My interest in the physical ecology was influenced by the Marine Ecology Course at the MBL (Woods Hole). I undertook my Master’s research under the late Akira Okubo at SUNY Stony Brook, where I examined the flow around eelgrass (Zostera marina) plants and flowers, before moving to Cornell University where I studied the biomechanics of submarine pollination in eelgrass for my dissertation under Karl Niklas.
I spent five years in Mechanical Engineering at the University of Toronto, as a postdoctoral scientist and research associate, where I set up a lab to examine the biomechanics of recruitment and adhesive. Later while also affiliated with the Royal Ontario Museum, I examined suspension feeding and benthic-pelagic coupling in zebra mussels (Dreissena polymorpha and D. bugensis).
During my nine years as a founding faculty and Canada Research Chair in Physical Ecology and Aquatic Science at UNBC, I was involved in the studies related to suspension feeding and growth of blue mussels (Mytilus trossulus and M. californianus), the hydraulic habitats of stream periphyton and riparian management, abiotic pollination, pheromone dispersion, kelp holdfast mechanics, and particle capture in aquatic and wetland plants.
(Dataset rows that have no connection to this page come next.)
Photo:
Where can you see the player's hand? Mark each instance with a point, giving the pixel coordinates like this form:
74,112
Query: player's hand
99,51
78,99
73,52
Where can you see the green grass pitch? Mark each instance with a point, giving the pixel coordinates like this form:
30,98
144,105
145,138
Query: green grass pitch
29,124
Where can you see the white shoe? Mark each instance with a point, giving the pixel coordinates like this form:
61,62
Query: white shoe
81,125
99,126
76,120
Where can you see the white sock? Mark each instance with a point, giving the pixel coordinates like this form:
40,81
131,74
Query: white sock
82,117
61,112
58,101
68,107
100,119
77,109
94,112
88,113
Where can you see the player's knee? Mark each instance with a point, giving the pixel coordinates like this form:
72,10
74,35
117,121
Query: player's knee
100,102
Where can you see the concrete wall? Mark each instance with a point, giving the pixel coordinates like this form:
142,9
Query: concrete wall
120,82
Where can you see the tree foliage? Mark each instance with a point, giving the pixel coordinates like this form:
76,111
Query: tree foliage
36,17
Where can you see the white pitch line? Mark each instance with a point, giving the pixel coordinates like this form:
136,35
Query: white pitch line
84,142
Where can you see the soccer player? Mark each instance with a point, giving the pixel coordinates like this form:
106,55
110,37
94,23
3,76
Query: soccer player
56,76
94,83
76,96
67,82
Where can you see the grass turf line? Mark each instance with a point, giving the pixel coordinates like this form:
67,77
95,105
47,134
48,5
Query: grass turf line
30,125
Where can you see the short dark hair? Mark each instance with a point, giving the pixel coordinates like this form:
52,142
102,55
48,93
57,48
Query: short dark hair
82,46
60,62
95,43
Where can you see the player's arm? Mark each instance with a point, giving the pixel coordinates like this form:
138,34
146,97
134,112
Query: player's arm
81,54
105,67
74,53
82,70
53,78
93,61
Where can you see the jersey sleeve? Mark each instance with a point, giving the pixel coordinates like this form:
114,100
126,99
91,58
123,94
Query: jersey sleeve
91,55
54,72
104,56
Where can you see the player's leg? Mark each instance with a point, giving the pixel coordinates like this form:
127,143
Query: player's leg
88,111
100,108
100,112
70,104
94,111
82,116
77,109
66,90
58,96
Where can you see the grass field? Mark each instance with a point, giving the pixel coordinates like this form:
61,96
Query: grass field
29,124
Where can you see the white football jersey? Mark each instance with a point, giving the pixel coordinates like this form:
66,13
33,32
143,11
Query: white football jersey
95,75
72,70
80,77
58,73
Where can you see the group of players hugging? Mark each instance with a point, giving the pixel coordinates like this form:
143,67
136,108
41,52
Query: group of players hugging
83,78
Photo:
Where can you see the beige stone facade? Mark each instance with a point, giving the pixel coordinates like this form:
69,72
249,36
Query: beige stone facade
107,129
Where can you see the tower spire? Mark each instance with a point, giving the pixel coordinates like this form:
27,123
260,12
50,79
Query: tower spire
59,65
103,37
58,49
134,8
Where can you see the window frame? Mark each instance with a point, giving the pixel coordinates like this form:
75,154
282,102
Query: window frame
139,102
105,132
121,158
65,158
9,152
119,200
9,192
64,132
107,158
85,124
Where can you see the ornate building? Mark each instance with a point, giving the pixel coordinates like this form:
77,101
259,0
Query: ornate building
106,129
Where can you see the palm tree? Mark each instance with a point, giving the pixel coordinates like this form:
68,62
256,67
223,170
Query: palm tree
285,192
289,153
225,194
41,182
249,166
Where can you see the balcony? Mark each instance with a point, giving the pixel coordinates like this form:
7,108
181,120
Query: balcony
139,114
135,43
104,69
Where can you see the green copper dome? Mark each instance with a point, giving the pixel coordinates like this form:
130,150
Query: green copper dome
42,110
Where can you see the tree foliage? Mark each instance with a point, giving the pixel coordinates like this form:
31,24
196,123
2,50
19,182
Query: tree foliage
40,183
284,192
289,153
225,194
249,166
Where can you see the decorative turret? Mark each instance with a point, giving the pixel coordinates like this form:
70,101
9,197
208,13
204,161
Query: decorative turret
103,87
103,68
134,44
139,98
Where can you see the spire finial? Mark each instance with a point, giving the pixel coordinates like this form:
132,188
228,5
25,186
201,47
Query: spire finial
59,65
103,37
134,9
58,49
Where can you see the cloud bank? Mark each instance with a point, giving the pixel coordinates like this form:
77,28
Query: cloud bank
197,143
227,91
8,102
My primary interests at the University of Guelph are in the physical ecology of (1) trophic dynamics including suspension feeding and photosynthesis, (2) reproduction and early life history including abiotic pollination, broadcast spawning, mussel-host fish interactions and dispersal in juvenile mussels, and (3) aquatic sciences including the biogeochemistry of sediment/substrate-water interactions. My lab is actively involved in species and ecosystem recovery in southwestern Ontario involving SAR (Species at Risk) unionid mussels, and water quality issues including hypoxia in the Great Lakes and their watersheds.
In terms of the larger scientific community, I am an Associate Editor of Limnology and Oceanography, and Aquatic Sciences. I was Editor in Chief of Limnology & Oceanography: Fluids and Environments. I am a member of a number of scientific societies including: ASLO, BSA, AGU, AIBS, BES, CERF, IAGLR, NABS, SMB,and TOS.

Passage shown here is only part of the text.